When will an employee’s breach of confidence justify immediate dismissal under Canadian law? A recent decision by the British Columbia Supreme Court demonstrates that clearly drafted employer policies intended to protect confidential information can indeed be strictly enforced. In Steel v. Coast Capital Savings Credit Union, the court upheld the dismissal of a 20-year employee for cause in response to her breach of confidentiality and privacy policies.
Susan Steel began working for Coast Capital Savings Credit Union on November 4, 1987. On December 10, 1997, she was promoted to help desk analyst in the IT department. In this position, she provided technical assistance to Coast employees when they experienced trouble with the network.
As help desk analyst, Steel was able to access any file in the organization. Her work was largely unsupervised. No one monitored which documents she accessed or for what purpose.

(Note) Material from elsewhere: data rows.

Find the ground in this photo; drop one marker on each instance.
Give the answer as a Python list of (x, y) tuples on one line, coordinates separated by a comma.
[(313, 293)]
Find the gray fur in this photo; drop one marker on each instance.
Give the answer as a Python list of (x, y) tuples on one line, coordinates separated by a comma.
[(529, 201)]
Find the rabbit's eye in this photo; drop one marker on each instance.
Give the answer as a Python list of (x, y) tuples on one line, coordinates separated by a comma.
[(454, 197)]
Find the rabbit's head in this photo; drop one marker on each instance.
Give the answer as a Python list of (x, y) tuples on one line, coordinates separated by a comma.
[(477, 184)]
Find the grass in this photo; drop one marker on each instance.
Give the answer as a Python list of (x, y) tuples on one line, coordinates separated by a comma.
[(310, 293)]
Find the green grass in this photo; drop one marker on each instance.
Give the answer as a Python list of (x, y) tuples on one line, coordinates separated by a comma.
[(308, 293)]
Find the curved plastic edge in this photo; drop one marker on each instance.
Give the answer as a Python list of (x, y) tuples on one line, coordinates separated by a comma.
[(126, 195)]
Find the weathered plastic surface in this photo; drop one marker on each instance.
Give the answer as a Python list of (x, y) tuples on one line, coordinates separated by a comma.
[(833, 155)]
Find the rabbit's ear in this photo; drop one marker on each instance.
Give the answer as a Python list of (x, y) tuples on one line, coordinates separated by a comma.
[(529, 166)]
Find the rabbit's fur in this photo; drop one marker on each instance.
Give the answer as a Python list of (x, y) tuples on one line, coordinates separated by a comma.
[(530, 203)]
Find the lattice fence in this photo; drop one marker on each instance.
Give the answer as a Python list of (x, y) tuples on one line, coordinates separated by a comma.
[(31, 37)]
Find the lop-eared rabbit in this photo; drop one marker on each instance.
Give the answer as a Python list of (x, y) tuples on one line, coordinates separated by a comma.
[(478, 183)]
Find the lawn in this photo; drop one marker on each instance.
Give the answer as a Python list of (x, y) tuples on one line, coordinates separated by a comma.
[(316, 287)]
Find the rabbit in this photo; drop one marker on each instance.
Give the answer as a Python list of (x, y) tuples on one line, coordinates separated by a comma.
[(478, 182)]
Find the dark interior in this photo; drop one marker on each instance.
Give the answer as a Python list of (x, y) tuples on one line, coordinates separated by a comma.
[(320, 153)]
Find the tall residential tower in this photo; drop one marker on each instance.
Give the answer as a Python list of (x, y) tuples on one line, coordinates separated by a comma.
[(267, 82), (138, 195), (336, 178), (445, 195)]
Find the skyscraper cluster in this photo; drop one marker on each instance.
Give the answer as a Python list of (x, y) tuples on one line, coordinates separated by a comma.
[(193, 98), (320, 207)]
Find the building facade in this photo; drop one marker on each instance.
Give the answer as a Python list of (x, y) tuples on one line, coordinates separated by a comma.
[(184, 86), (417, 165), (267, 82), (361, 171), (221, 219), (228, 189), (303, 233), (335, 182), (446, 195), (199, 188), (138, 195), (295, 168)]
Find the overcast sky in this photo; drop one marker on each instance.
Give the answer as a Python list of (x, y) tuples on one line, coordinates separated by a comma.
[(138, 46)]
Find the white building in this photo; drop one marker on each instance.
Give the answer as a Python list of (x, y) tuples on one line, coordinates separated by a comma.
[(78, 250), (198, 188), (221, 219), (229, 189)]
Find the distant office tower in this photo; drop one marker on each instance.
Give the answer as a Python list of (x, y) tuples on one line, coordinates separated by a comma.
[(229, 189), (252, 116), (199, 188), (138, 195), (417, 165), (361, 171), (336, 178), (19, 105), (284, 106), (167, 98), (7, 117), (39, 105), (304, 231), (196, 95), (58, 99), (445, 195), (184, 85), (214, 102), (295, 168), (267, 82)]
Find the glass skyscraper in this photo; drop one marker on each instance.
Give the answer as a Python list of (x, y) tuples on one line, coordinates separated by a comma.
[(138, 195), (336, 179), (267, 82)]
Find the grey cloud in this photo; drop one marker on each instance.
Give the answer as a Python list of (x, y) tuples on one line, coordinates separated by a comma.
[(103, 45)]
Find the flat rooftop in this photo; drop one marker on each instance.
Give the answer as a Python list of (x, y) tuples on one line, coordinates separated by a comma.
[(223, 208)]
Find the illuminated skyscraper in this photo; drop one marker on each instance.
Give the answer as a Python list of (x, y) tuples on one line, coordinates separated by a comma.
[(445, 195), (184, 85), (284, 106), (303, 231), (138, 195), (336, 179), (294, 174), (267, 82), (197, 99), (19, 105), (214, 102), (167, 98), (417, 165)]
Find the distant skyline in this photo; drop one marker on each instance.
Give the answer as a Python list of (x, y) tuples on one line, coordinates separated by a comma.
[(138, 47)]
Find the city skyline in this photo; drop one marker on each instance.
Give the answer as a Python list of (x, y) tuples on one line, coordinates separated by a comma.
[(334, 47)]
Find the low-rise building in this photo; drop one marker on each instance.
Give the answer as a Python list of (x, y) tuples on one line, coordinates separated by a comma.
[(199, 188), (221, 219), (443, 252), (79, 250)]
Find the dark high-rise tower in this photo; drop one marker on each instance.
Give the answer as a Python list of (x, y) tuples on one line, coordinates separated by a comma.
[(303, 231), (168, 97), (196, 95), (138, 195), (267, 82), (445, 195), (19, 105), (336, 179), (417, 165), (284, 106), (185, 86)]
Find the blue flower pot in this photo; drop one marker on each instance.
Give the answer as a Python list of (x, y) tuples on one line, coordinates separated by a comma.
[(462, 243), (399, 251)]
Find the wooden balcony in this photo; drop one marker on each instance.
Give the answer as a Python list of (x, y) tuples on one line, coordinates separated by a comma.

All employees on Coast’s internal computer system were assigned a “personal folder,” intended to be used for confidential information pertaining to the company for the sole use of that employee. The only exception to this rule was for employees like Steel, who could access other employees’ personal folders in order to assist with technical problems. For those situations, Coast established a specific protocol. It required that the help desk support person obtain the specific permission of an employee before viewing a confidential document.
Leslie Kerr, the manager of Coast’s Facilities and Purchasing Department, maintained a spreadsheet in her personal folder that contained a priority list for assigning the limited number of employee parking spaces. Steel didn’t have a parking spot and was affected by this priority list. In July 2008, when Kerr attempted to open the spreadsheet, she received a notice that it was already in use by Steel. Steel hadn’t requested Kerr’s permission to view the document.
Following an investigation, Coast terminated Steel for cause. Believing this to be an excessive response to an isolated incident, she sued Coast for wrongful dismissal.
The trial judge sided with the employer. She determined that Coast’s decision to dismiss Steel for cause was an appropriate and proportional response to her breach of confidentiality.
The judge found that Steel occupied a position of great trust in an industry in which trust is of central importance. Coast couldn’t practically monitor which documents she accessed and for what purpose. Rather, it had to trust her to access documents only as required in the course of her duties and to follow the established protocols when she did so. When she violated this trust, the judge ruled, her conduct amounted to just cause for dismissal. Her lawsuit was dismissed.
Lessons for employers
Key to the finding in this employer-friendly decision was that Coast’s confidentiality and privacy policies were clearly drafted and employees were aware of their importance.
Employers who wish to benefit from this decision shouldn’t rely on oral policies or on the oral dissemination of policies. Rules should always be committed to writing. Employers should require employees to attend refreshers and acknowledge their understanding of the policies. For the most important policies, it should be made clear to employees that any transgression could result in serious repercussions, including dismissal for cause.